По понятным причинам отношение к наследию “Вех” было вполне догматичным. Солженицын варьировал предисловие к “Из глубины”: “Пророческая глубина “Вех” не нашла сочувствия читающей России...”, “Вехи” и сегодня кажутся нам как бы присланными из будущего...”[41] Ф. Корсаков апологизировал: “„Вехи” исчерпали проблему интеллигентского распада, последующая судьба интеллигенции, не захотевшей услышать предостережения и пророчества, эволюционировала в полном соответствии с предсказанным”[42]. Очевидно, что речь шла не о реальном сборнике “Вехи”, а о том его образе, что к тому времени сложился в эмигрантской литературе и стал в центр хрестоматийной книги Н. Зернова “Русское религиозное возрождение XX века” (тоже цитируемой в “Из-под глыб”). Образ “пророчества” позволял верным наследникам занять ту позицию тотального отрицания “греховного мира”, о которой в свое время писал Н. Н. Страхов. Обличительный, предельно бескомпромиссный тон — дух “суда над интеллигенцией и революцией” — склонял новых веховцев к большей радикализации веховских формул.

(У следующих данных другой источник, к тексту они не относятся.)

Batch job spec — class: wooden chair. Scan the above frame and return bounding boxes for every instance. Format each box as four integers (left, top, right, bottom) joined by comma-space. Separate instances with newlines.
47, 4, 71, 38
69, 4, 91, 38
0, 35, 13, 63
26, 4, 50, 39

Перемены, невольно вносимые в либерально-консервативный строй “Вех”, коснулись самой принципиальной его стороны. Солженицын так формулировал свое представление об аутентичном веховском наследии: “Сама по себе безграничная внешняя свобода далеко не спасает нас. Интеллектуальная свобода — очень желанный дар, но как и всякая свобода — дар не самоценный, а — проходной, лишь разумное условие, лишь средство, чтобы мы с его помощью могли бы достичь какой-то другой цели, высшей...” “Главная часть нашей свободы — внутренняя, всегда в нашей воле... Коль скоро абсолютно необходимая задача сводится не к политическому освобождению, но к освобождению нашей души от участия в навязываемой лжи, она и не требует никаких физических, революционных, общественных, организационных действий, митингов, забастовок или союзов...”[43]. Еще более конкретное политическое применение “примата духовной жизни” выстраивал М. С. Агурский: “Справедливая разумная система может быть построена лишь при условии, что в ее основу будут положены духовные и нравственные ценности. А это означает, что при решении социальных, экономических и политических вопросов следует исходить как из принципа социальной справедливости для всех, так и из принципа отказа от насилия как средства решения общественных проблем”[44]. Идя по веховскому пути, оставалось лишь определить меру неизбежного насилия и те абсолютные ценности, во имя коих возможно его применение: для “Вех” это нация и государство, их политическое и гражданское освобождение...

Но “Из-под глыб” не могли привечать государство и из веховского ряда выбирали лишь нацию. Абсолютное значение нации — одна из доминант сборника 1974 года. Важно, что это значение полагается одновременно с наделением нации личностными характеристиками (Солженицын)[45] и даже утверждением ее как “соборной личности” (В. М. Борисов). Неполитический, явно негосударственный смысл нации в “Из-под глыб”, очевидно, использовался его авторами в качестве “духовной” альтернативы внешнему устроению жизни. Красноречиво сравнение, сделанное Солженицыным: “Партии — видимо, вполне бесчеловечные образования... Зато нации — живейшие образования, доступные всем нравственным чувствам...”[46].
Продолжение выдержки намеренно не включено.